Changing people’s Lives Through Music: Applied Anthropology and Public Outreach

Zoom link:

March 13, 2025

Dr. Anthony (Tony) Seeger

Talk Summary:

Music can change people’s lives. In fact, it can change them several times. Music played around the house during childhood may give way to the discovery of something quite different in grade school and college after exposure during a concert, listening to a recording, or a class assignment. Most people I have talked with remember vividly at least one experience with music. Some of them became devoted fans, others learned to perform on musical instruments, some became professional musicians and some became anthropologists or ethnomusicologists who study music.

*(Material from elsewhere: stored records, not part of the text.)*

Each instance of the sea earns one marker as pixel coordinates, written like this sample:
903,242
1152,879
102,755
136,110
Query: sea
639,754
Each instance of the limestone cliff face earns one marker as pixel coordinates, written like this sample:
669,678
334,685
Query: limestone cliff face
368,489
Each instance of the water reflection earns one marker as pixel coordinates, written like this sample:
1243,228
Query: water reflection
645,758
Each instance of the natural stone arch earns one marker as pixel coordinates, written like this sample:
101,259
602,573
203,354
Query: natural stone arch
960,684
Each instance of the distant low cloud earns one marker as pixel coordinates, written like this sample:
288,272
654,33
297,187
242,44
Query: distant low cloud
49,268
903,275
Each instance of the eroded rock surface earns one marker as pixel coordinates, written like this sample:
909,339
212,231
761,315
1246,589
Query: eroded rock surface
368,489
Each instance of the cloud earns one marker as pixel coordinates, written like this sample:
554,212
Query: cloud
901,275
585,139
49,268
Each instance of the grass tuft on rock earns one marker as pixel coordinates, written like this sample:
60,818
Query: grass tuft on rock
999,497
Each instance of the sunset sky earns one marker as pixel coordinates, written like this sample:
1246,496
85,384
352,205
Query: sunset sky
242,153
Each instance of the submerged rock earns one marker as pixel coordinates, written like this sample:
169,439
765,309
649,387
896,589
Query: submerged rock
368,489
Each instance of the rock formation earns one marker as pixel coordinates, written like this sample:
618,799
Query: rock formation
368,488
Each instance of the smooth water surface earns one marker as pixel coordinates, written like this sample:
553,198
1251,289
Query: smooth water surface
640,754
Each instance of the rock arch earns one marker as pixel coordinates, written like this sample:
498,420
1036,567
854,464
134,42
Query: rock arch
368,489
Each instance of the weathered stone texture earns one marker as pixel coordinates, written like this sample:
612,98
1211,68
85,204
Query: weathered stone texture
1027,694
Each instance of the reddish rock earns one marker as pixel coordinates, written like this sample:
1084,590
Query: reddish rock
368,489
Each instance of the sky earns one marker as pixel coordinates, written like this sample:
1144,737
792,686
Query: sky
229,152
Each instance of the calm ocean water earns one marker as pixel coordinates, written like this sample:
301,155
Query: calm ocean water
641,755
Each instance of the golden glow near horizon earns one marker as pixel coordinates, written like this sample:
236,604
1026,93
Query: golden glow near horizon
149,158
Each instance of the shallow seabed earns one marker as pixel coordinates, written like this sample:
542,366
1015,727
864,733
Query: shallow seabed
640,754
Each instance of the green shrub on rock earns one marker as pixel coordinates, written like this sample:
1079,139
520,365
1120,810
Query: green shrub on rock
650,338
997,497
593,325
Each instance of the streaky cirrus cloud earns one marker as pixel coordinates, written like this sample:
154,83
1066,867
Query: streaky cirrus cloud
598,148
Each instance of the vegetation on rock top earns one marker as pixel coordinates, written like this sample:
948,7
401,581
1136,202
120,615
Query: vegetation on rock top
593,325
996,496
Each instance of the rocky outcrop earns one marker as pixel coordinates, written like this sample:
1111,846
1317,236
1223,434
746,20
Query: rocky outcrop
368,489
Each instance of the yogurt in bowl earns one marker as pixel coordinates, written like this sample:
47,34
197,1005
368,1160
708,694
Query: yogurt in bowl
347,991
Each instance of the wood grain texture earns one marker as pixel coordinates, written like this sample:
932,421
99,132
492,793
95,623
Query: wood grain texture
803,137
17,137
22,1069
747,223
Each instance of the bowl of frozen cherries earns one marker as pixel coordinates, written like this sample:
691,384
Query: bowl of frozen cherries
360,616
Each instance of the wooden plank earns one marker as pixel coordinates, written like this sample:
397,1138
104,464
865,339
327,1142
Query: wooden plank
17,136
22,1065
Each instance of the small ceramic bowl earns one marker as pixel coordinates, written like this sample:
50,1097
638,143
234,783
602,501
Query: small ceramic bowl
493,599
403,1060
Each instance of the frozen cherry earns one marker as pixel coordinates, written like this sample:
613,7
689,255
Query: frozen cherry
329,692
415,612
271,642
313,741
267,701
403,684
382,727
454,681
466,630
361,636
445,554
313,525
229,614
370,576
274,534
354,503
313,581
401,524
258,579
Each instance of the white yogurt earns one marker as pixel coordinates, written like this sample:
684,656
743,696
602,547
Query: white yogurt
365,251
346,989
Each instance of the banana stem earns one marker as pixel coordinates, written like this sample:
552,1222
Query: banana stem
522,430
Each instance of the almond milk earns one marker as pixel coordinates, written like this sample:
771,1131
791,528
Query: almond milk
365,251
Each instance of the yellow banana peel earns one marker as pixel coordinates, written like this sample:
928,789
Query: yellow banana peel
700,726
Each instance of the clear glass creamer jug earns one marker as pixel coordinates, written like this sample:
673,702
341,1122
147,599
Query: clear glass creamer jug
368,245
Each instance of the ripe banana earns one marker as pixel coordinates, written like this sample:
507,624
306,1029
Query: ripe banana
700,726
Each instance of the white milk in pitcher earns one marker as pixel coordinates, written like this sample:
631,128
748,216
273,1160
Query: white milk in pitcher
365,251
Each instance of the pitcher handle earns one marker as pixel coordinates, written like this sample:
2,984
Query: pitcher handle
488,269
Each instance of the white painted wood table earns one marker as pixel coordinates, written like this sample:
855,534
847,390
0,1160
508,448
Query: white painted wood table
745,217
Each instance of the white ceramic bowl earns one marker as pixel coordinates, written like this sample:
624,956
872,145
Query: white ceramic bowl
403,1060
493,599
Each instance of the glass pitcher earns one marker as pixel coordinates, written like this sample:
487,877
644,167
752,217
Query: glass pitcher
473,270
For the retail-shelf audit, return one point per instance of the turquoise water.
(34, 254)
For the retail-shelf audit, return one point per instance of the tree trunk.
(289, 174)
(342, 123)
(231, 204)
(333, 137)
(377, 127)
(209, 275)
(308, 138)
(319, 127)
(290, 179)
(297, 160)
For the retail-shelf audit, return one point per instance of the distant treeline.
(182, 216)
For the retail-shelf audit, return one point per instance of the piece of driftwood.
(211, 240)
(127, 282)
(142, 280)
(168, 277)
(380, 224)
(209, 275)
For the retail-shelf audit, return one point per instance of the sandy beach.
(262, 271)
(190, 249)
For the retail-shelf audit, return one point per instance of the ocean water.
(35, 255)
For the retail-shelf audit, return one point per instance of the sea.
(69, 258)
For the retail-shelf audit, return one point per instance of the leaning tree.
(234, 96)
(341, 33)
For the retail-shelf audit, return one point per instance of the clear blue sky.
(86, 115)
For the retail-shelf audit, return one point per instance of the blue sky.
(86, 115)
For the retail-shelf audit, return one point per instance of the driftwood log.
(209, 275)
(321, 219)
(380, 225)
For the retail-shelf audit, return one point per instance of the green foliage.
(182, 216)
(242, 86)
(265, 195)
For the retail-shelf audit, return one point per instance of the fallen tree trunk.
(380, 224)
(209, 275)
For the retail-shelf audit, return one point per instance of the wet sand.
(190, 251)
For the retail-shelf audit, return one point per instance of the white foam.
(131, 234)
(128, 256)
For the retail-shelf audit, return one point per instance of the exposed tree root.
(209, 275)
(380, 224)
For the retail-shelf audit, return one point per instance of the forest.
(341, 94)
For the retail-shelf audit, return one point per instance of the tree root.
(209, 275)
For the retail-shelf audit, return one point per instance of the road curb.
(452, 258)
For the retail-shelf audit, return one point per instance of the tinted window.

Only a few anthropologists have focused their research on music and dance.  From our publications it would appear that most of us are deaf to melody, unmoved by dance, unaware of aromas, and very dependent on using language for our research. But I know most anthropologists have been deeply moved by their own musical experiences. Many play musical instruments and are good dancers. In the late 1960s and early 1970s my dissertation advisors, Victor Turner and Terence Turner, were notable for their musical and dance contributions to parties as the evenings grew late—Vic with his enthusiastic dancing and Terry with his seemingly endless supply of raunchy rugby songs.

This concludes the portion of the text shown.